In the long history of the British Empire many Englishmen married native women, but the children of these marriages were never accepted as being English. Yet the mere thought that these children, who were labelled as 'half-caste', or 'quarter-caste', should live as the natives did was equally unacceptable. In Australia it became government policy to round these children up, take them from their families, and put them in orphanages to be trained as servants for the whites. The story of three of these children was told in the film 'Rabbit Proof Fence'. The girls in this story did know who their family was, but young children couldn't name their family, and, if later they asked their keepers who their parents were, they were told that their parents were dead or that their parents had given them away.

This government policy of removal was developed in each of the Australian states around the time that the British Government was ordering that every county and borough in Britain should have an Asylum for the Lunatic Poor. In Australia the policy of removal didn't come to an end until the 1970s, which was when the Asylums for the Lunatic Poor, which many of Openmind's readers knew only too well, began to close. Has anyone in successive British governments ever apologised to those who had suffered in these asylums?

 Kevin Rudd's predecessor, John Howard, had adamantly refused to say sorry. He insisted that white Australians had nothing to apologise for. Why should they take responsibility for something their ancestors did? Yet Howard never missed an opportunity to share in the glory of the Australian soldiers at Gallipoli, Tobruk and the Kokoda Track, or of the brave settlers and the 'Aussie battlers' who made Australia great. Surely, if we want to take the credit for what our ancestors did, we should also take the blame.

Sorry Day on February 13 was a day of much ceremony at Parliament House in Canberra and much celebration across the country.

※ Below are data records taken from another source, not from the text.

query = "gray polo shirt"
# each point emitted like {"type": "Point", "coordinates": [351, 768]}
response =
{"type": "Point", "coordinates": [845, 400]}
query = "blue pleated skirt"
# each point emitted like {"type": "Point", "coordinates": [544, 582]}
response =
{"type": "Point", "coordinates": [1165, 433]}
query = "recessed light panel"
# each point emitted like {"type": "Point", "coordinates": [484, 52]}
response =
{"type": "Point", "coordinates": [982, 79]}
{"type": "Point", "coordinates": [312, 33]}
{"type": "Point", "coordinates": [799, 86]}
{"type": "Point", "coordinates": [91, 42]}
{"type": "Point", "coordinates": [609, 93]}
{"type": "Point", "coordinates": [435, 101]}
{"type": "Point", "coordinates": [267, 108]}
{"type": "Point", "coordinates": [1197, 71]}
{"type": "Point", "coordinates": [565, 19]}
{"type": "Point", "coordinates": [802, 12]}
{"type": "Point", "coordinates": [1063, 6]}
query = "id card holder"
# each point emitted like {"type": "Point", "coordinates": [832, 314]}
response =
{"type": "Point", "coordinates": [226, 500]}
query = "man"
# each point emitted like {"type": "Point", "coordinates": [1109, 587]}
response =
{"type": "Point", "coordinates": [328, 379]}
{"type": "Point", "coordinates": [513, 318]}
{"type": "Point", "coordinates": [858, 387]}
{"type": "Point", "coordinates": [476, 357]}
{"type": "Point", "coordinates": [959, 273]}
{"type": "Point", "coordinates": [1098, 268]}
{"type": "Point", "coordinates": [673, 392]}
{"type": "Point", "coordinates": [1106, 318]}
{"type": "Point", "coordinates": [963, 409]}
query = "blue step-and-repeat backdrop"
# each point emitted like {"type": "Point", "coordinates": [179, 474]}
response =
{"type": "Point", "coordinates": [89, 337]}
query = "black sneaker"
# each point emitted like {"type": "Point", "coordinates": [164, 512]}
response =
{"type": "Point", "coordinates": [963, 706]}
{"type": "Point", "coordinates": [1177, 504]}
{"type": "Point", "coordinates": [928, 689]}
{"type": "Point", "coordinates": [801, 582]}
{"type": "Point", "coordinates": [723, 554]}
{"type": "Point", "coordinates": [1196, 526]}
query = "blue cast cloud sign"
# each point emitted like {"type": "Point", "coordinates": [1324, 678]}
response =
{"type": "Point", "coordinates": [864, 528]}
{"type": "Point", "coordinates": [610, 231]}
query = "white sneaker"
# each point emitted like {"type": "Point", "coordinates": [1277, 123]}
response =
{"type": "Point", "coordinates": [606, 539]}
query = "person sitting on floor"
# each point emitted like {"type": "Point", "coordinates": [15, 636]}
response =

Yet, within minutes of the ceremony ending, a radio talk show was inundated with calls from non-indigenous Australians declaring that they didn't want to be included in the Prime Minister's apology. In their way of seeing things, Aboriginal people received huge sums of tax payers' money they didn't deserve. It was a litany of 'It's not fair'. Hadn't they suffered, and no one was apologising to them.

To make an apology we have to recognise that the other person has suffered at our hands. We can be so entranced by our own suffering we can be unaware of anyone else's. If we say, 'I'm sorry you're upset' we are not acknowledging their suffering, but just noting that they're upset about something or other. In our apology we have to specify what we are apologising for, and we have to let the person tell us if we have failed to understand just what the injury was that we inflicted. Our apology must include both the promise to mend our ways and to make whatever recompense we can. A real apology requires a generosity of spirit which, alas, many people lack.